Jazzy, on the other hand, being much smaller doesn’t have the power to pull me over, but she still pulls hard on the leash. She now wears a special harness, because she has injured her trachea from her desire to lead on our walks. Jazzy is also terrible when she encounters other dogs. She wants to attack them with every fiber of her tiny, bulldog, rage filled being. She is brutal and embarrassing and she froths at the mouth during her numerous attempted rampages. She lunges right for her victim’s face/throat area, and my apology for her behavior never seems sufficient.
Walking them together has its challenges because Rainy feeds off Jazzy’s targeted anger. Maintaining control over both dogs is sometimes difficult. It doesn’t take me long to become overwhelmed. They have no appreciation or consideration for me as I try to be a good neighbor and attempt to pick up their crap while they are both pulling hard in different directions to unknown destinations. It’s a miracle I do not come back shit covered from our walks.
I have never been that person who unwinds after a long day during my evening walks with the dogs. I feel I am on the defensive the entire time. Constantly looking ahead to see if other neighbors are out walking their dogs and pre-emptively crossing the street before Jazzy gets ugly. There is nothing relaxing about it. My mind fixates on how long I will be carrying this big bag full of Rainy’s steaming turds until I find the next garbage can. I tend to get resentful when I have the leashes with the dogs pulling in one hand and a bag of shit in the other and my nose starts to itch. Sometimes I tie the bag of shit to the leash of the dog who owns it. When it’s tied to Rainy’s leash it tends to hit Jazzy in the face, as they walk side by side. Jazzy just quietly endures it. As funny as I find this, she doesn’t deserve this. Feeling bad, I untie it, and decide to carry it myself and resent it even more. In spite of my intense dislike of the walks, I committed to walking them this past spring on a daily basis because my dogs look forward to this daily outing. Sometimes my daughter joins us.
I am not sure how it happened. Sometimes I am not sure how I get from A to B on certain things. However, I realized I have somehow become fixated on Jazzy’s asshole. I can’t stop staring it during our walks. When my daughter walks with me, she has noticed me doing it. I have found it difficult to explain to Ella why my eyes are drawn to Jazzy’s sphincter. I surmise it’s because of the anxiety knowing that it is just one more thing I cannot control on this walk. I’m sure I would be staring at Rainy’s too, but her tail thankfully blocks my view.

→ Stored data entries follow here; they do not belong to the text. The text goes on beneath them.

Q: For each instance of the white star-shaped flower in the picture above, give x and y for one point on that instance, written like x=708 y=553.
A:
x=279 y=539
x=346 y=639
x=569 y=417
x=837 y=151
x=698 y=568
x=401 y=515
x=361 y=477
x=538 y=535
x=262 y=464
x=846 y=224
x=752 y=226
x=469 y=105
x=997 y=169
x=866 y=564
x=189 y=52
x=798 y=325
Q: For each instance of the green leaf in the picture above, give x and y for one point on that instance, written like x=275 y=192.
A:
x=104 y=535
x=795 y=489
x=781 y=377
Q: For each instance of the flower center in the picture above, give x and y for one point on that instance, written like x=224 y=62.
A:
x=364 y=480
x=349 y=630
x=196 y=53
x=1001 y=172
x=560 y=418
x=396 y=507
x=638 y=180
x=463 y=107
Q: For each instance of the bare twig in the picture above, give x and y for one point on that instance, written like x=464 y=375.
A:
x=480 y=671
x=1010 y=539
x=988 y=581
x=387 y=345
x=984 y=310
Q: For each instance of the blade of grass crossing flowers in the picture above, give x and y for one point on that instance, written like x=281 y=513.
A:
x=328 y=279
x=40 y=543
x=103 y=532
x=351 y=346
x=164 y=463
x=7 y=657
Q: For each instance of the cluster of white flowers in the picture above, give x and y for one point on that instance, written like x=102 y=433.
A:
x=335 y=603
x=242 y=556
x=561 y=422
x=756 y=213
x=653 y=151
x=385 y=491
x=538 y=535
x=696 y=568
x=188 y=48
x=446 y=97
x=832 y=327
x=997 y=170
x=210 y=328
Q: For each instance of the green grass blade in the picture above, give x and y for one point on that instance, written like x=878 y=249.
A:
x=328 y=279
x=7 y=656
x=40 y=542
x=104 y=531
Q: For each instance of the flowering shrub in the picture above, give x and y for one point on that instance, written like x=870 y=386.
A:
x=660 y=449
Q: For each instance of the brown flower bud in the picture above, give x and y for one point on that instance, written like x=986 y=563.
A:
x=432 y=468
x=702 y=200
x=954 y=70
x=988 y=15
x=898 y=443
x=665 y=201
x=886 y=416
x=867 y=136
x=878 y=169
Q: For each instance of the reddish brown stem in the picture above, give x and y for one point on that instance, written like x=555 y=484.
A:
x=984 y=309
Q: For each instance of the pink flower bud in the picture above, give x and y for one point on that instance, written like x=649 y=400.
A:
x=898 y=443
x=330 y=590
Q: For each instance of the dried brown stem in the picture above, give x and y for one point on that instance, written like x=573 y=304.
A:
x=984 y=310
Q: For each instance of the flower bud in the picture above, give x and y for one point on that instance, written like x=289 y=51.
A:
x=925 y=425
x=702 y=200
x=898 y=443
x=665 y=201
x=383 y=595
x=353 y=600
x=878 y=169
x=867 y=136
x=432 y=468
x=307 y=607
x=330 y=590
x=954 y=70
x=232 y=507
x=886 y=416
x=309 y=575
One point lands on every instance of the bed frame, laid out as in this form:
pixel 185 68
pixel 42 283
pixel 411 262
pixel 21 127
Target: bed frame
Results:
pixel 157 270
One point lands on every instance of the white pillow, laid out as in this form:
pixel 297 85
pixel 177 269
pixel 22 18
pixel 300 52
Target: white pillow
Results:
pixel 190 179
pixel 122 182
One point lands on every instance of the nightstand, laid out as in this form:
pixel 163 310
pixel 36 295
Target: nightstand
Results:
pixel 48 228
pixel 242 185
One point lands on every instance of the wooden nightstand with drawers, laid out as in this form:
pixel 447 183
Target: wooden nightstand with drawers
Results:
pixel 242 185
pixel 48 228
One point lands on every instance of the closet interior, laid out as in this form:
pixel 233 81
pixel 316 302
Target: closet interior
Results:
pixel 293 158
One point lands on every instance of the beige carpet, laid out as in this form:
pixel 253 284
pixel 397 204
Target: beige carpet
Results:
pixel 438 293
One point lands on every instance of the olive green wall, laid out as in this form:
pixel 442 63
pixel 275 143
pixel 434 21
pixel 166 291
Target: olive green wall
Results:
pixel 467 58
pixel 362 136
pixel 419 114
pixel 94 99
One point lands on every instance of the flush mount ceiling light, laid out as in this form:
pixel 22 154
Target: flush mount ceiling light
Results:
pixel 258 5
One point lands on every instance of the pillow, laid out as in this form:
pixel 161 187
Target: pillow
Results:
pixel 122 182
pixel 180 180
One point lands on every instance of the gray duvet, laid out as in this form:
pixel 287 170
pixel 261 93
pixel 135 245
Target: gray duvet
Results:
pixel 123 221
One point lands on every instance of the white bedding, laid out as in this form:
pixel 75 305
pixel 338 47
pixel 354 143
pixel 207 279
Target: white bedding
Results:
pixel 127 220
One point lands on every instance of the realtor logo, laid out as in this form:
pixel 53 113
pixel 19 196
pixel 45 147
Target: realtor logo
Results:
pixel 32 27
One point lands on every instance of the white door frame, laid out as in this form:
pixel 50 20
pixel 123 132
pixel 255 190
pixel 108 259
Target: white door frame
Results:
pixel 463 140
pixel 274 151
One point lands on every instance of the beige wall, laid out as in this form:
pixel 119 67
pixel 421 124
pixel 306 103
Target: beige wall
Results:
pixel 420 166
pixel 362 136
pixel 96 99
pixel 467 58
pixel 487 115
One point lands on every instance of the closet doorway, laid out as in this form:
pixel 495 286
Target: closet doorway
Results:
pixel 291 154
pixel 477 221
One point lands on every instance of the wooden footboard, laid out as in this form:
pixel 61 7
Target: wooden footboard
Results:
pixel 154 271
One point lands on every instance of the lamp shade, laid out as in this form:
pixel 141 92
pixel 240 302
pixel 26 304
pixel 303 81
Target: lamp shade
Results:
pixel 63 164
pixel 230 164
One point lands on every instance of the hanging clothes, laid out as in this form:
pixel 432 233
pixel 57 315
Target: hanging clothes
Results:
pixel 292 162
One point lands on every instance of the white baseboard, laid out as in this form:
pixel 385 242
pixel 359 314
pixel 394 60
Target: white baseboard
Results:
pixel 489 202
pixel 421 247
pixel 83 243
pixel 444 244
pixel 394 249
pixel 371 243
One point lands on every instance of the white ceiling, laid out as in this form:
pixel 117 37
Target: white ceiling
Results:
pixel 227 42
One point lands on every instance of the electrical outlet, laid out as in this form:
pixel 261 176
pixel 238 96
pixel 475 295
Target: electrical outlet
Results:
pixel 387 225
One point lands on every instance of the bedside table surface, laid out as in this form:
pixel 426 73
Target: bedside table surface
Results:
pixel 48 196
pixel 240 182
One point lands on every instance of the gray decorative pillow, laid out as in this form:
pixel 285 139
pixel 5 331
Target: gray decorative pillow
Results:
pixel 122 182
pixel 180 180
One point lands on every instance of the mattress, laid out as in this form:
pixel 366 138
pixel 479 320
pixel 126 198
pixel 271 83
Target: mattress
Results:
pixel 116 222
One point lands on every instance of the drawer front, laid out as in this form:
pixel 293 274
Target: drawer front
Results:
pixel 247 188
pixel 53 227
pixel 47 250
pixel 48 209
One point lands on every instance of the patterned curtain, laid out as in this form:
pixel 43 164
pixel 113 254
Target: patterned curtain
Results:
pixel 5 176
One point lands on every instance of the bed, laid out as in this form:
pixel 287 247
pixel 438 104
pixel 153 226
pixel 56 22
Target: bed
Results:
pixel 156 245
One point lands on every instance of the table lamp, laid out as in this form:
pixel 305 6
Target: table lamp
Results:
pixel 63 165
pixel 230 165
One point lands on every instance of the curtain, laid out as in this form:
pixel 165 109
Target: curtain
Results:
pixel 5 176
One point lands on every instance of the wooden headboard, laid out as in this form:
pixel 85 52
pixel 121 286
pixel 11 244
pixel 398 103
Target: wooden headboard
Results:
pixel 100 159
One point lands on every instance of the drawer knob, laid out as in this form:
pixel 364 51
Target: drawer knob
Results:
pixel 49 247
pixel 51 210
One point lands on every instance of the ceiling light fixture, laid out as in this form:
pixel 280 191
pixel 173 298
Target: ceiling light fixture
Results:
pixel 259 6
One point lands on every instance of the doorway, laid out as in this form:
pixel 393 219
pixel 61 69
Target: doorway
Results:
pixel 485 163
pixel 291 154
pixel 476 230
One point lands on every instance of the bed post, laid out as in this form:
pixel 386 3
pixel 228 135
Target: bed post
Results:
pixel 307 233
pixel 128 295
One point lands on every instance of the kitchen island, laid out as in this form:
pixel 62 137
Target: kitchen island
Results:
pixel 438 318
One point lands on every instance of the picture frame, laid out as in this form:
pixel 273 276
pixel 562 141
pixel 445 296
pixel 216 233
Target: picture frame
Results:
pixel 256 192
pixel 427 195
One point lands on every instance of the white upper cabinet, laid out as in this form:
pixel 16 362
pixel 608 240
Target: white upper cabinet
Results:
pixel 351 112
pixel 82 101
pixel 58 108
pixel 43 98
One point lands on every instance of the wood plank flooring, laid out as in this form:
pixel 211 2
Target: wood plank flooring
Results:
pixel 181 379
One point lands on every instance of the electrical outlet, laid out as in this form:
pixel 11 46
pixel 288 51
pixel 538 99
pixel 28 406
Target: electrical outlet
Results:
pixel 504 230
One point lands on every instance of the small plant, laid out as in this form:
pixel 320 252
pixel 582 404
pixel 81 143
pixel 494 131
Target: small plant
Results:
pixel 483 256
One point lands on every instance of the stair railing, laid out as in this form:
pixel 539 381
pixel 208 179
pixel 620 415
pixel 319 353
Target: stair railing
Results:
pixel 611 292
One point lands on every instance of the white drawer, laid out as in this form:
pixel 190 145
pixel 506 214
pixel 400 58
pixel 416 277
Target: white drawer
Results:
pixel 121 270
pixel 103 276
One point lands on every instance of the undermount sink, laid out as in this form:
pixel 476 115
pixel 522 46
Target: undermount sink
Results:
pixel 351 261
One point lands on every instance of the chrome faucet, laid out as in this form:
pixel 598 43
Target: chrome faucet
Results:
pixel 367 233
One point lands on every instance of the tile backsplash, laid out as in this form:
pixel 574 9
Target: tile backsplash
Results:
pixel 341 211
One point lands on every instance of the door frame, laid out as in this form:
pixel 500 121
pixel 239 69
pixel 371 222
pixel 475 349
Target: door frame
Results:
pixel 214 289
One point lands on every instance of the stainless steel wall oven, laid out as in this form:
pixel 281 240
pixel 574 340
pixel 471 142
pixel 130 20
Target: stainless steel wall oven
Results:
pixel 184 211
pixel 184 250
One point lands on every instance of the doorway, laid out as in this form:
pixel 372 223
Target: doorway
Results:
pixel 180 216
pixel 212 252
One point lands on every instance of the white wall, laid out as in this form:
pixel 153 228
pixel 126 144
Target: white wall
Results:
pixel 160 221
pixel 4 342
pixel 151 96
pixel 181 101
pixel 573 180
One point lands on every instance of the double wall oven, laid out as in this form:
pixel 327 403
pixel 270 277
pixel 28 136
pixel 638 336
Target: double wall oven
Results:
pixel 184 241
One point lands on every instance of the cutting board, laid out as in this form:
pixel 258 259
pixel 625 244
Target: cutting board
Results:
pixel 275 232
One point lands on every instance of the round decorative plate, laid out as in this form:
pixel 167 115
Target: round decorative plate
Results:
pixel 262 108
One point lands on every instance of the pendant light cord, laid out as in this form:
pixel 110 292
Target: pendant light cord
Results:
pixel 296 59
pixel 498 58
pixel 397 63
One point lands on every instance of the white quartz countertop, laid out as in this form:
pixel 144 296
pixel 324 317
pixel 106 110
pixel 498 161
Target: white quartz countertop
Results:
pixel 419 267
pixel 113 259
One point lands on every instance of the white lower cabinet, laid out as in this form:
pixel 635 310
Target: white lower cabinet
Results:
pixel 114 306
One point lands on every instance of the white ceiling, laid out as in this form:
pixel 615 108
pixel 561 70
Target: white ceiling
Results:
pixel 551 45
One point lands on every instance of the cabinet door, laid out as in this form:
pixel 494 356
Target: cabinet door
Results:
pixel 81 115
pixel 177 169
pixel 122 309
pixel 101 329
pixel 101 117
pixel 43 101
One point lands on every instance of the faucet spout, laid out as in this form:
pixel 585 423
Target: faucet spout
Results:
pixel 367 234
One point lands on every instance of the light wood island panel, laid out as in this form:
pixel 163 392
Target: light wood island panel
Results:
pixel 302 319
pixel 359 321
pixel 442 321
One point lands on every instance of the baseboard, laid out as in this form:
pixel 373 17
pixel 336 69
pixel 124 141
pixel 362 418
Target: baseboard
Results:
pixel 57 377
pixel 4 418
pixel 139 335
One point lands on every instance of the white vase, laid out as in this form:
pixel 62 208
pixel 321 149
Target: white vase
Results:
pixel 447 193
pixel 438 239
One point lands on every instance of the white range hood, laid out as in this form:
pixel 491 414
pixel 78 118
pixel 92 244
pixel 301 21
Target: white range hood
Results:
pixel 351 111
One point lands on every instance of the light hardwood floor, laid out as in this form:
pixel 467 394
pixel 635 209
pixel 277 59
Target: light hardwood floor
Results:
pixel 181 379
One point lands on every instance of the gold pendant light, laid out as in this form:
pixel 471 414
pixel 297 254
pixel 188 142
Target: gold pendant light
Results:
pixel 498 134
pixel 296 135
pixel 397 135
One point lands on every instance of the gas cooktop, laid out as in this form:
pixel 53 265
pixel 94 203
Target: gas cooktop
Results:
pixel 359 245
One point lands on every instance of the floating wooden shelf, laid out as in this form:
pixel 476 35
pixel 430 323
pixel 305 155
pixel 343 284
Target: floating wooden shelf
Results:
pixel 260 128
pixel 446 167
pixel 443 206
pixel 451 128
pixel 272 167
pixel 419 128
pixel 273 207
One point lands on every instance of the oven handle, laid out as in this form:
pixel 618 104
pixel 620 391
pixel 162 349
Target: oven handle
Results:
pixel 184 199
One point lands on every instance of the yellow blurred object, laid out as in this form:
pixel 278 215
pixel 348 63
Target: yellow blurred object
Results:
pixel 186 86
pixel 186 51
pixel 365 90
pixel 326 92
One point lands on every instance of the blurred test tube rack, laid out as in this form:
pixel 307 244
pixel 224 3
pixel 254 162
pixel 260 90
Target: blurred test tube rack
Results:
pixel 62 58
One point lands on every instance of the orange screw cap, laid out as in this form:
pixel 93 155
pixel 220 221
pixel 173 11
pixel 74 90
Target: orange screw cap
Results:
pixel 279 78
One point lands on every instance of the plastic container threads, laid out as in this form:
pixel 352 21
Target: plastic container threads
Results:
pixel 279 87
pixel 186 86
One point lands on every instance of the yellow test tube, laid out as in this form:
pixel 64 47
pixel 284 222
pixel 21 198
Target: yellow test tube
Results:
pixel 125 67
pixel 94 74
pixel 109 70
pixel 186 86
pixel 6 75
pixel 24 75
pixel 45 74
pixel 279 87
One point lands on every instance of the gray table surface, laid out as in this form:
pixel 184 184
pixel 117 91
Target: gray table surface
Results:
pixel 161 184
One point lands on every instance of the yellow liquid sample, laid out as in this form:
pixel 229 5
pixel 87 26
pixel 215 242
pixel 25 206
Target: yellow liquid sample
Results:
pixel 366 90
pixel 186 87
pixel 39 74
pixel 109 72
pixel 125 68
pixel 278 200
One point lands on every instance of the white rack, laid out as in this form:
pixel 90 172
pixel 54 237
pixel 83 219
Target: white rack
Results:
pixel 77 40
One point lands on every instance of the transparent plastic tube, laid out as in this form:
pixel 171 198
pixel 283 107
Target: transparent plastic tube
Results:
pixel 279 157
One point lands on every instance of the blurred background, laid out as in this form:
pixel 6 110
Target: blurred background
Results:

This past Mother’s Day I received a card from Ella. When I opened the card Ella made for me, it had three pieces of fabric with string attached, taped to the top of the card. Ella asked me if I knew what they were? It took me a few seconds for it to register, but the laughter that erupted between the two of us was so amazing at the realization of what she made. Ella, knowing me the way she does, made me Jazzy butt-hole covers for me to use during our walks. How lucky am I to have the most thoughtful daughter in the world and to try to offer a solution instead of judging the neurosis that she witnesses on the daily. Ella shared that she tried to buy butt-hole covers from Etsy, but they were sold out. You heard that right. They were SOLD OUT. It makes me feel a bit normal knowing that I might not be the only one afflicted with the unwanted past time of Jazzy A-hole viewing.